Core group reflections after the Open Space demonstrate their sense of ownership, engagement and inclusivity.
“We all took responsibility. Nobody said ‘do this or do that’. We all did it.”
“We were our own leaders. We all took big roles in bringing up the topics”
“The topics were ones we were passionate about, ones that spoke to our communities”
“This was the first time I was in a discussion about GBV with both women and men where it wasn’t a fight”
“The exciting thing was that every language was spoken.”
“The people who we thought would be quiet were participating the most!”
“I have never seen a meeting where you bring the church, LGBTI, traditional healers and the union together and have a discussion with respect. No intention to control, allowing people to be themselves….no one was introduced with their title. I saw a policeman sitting comfortably in a conversation criticizing the police. That was powerful. We had powerful people in the room also excited to participate at the same level as everyone””.
In a later team reflection70 Nosipho commented: What stood out for them is how the open space has made them feel and their results. They are surprised that the method has produced such a high level of ownership and mutual respect.
G@W helped to facilitate the Open Space meeting - the first time we had used this method in such a large group. I was the main person responsible for holding the space. Although it looks easy to do, and the rules are simple, I was anxious about holding an Open Space meeting for so many people. During the actual meeting I had to persuade other Gender at Work team members to trust the process, trust the participants, trust that we had the ‘right’ people in the room and allow people to manage themselves.
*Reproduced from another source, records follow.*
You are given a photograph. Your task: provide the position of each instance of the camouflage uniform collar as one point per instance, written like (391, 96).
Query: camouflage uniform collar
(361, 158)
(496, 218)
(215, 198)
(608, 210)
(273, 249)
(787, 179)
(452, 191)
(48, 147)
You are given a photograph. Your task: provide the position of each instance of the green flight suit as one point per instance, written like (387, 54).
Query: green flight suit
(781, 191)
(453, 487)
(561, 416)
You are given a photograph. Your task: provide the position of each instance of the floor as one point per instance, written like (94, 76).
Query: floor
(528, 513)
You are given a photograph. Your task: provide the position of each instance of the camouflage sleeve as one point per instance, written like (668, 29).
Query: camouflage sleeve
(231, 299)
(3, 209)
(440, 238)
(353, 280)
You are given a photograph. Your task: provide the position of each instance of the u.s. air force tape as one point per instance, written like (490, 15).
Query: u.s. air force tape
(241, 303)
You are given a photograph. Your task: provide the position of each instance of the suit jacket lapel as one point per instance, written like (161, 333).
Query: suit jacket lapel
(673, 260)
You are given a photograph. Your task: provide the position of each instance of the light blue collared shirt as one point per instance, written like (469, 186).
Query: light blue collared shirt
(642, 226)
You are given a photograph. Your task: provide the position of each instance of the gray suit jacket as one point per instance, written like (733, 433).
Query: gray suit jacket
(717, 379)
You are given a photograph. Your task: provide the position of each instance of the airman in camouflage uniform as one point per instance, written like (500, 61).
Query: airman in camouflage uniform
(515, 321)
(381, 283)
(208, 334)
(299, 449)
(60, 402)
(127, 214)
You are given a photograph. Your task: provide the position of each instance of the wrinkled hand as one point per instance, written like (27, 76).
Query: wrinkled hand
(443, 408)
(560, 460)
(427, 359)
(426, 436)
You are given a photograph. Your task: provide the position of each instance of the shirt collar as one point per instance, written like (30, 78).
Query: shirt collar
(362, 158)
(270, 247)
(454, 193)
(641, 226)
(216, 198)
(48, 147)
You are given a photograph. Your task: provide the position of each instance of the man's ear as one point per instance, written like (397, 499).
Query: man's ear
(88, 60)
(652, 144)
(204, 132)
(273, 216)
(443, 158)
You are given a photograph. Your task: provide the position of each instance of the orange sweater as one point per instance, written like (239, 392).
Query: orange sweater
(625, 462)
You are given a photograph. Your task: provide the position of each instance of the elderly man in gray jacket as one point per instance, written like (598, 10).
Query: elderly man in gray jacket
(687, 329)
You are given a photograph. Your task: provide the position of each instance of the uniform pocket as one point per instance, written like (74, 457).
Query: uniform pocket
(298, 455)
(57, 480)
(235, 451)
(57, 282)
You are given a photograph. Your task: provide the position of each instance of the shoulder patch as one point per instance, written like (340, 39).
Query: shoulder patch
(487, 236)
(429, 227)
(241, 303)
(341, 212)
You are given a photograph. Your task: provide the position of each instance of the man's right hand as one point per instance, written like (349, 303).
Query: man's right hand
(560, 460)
It was not easy. To prepare myself, I spent about 6 months sitting in on a Skype Open Space discussion group to learn from others who were more experienced than I was. They had no examples of people using Open Space to focus on the topic of GBV or in a resource poor, largely peri-urban informal settlement context. It made me nervous, but people were supportive. They said, “If it’s a topic people care about, you’ll be fine.” That gave me confidence; I felt supported by a huge invisible world. During meditation sessions prior to the Open Space meeting, I practiced letting go of any need I might have for control71.
At a recent reflection meeting with the expanded core group, other facilitators and mentors72, our team shared with Letsema participants how we had to continually hold the tension between providing input and facilitating access to various resources – ‘being there’, while simultaneously ensuring that participants retain overall control of decision making – ‘holding back’. This stance requires deliberate focus and intent.